Последним! И после моей смерти ни единый волос человеческий не погибнет от
твоей руки! Слышишь? Дай мне клятву!
- Чем поклясться-то? - пробормотал тот, как бы недоверчиво.
- Светом заповедей Божеских!
- Клянусь.
- Светом заповедей?
- Заповедей Божеских, - повторил тот с лицом, неподвижным, как маска.
- Теперь стреляй, - крикнул ему я. Он приложил ружье к плечу. Я изо
всех сил уперся ногами в землю, будто приготовляясь к удару кулака, а не к
сокрушительному удару свинца, железа и пороха.
- Стреляй же теперь.
Он прицелился. И отвел ружье от плеча.
- А если я не исполню клятвы? - вдруг спросил он меня.
- Ис-пол-нишь! - крикнул я членораздельно. - Ис-пол-нишь. Если
поклялся! - Он снова прицелился, щуря глаз.

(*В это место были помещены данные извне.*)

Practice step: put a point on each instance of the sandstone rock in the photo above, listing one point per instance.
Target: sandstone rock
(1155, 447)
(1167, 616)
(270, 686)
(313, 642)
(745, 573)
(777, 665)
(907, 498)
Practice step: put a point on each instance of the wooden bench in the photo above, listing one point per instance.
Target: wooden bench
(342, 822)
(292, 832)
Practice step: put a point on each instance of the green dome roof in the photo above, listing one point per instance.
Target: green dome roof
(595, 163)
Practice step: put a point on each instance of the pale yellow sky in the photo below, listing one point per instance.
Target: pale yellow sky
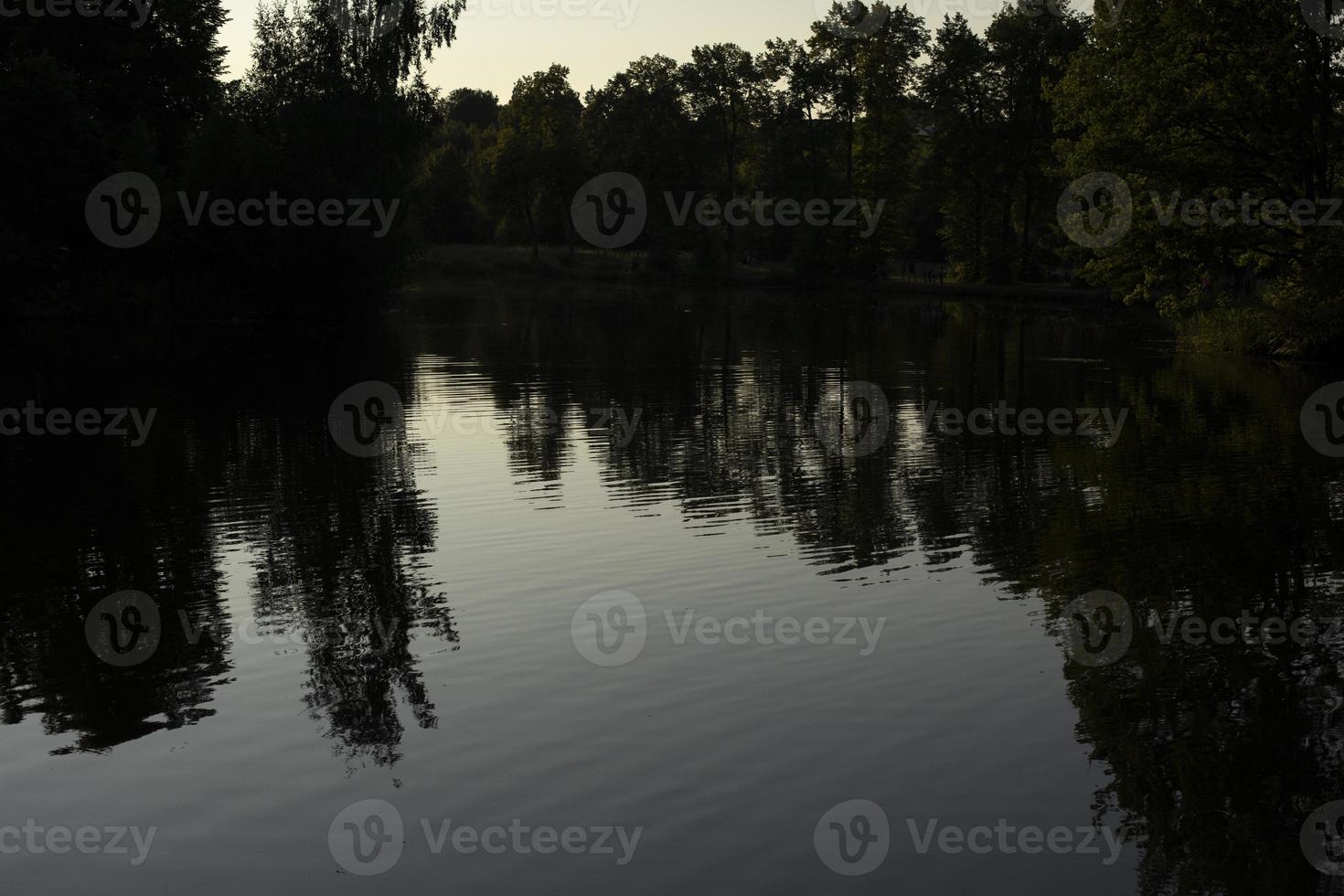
(503, 39)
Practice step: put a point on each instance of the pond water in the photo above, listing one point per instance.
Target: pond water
(605, 594)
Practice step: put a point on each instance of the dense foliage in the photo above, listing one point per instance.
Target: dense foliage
(966, 142)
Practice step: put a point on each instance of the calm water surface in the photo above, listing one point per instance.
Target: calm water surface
(402, 627)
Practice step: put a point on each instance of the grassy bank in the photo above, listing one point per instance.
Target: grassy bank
(680, 269)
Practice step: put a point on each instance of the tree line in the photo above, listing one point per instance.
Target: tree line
(972, 142)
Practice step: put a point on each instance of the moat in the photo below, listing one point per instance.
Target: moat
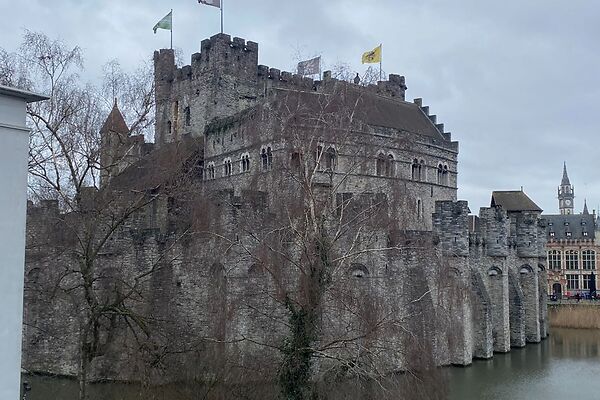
(564, 366)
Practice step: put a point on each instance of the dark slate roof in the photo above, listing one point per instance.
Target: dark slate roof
(571, 227)
(115, 122)
(513, 200)
(565, 180)
(370, 108)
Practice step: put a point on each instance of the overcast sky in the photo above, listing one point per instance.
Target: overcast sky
(516, 82)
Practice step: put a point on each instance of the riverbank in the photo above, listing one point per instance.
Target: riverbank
(573, 314)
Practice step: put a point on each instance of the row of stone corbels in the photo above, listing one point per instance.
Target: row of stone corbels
(433, 118)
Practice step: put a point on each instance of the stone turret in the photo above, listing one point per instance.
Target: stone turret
(114, 137)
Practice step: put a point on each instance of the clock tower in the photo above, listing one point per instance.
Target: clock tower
(566, 194)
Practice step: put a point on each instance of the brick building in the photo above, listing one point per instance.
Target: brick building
(573, 247)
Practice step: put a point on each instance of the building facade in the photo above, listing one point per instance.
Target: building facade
(572, 247)
(244, 156)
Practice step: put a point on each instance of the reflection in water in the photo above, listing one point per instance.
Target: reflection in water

И снова отвел ружье от плеча.
- Не мучь! - простонал я. - Убивай, но зачем же издеваться?
Но тот все смотрел на меня, будто впиваясь в меня своими мутными
глазами, словно желая проверить искренность моих ощущений. И затем его
похожее на безжалостную маску лицо внезапно дрогнуло. Он с силой швырнул от
себя прочь свое долговязое ружье и повалился на тюфяк. Его грудь судорожно
заколебалась.
- Жертва вечерняя! - выкликал он каким-то тоскующим воем. - Ты - единый
светлый сон! Зачем Ты отвернул всевозлюбившее лицо Твое от меня, буйного
вепря!
Я на цыпочках подошел к нему. Его глаза были закрыты, а по его желтым
щекам текли мутные слезы, будто рожденные таявшим в нем льдом. Затем я взял
его сумку с патронами и подошел с ней к слуховому окну.

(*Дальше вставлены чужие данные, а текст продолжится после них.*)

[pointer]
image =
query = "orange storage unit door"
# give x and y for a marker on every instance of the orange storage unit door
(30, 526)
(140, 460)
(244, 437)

- Можно? - спросил я его, показывая жестом, что я хочу бросить туда эту
сумку. Он не отвечал ни словом. Я лукнул в окно сумку, насколько у меня
хватило сил. Следом за ней я отправил и ружье. А затем я стремительно
бросился вон, к выходу.
- К доктору! К доктору! К доктору! - будто кто кричал в мои уши.
VIII
Морозный воздух приятно опахнул лицо мое, но мутное ущелье темной улицы
напомнило мне тотчас же все с поразительной ясностью; все ужасы похожей на
бред действительности и бреда, похожего на действительность. Все снова бурно
закрутилось в моем сознании, обдавая мое лицо пламенем.
- К доктору! К доктору! - мысленно кричал я себе, не отдавая ясно
отчета, кому нужен этот доктор: тому ли неизвестному, бодрствующему у
слухового окна, или мне. Или же нам обоим.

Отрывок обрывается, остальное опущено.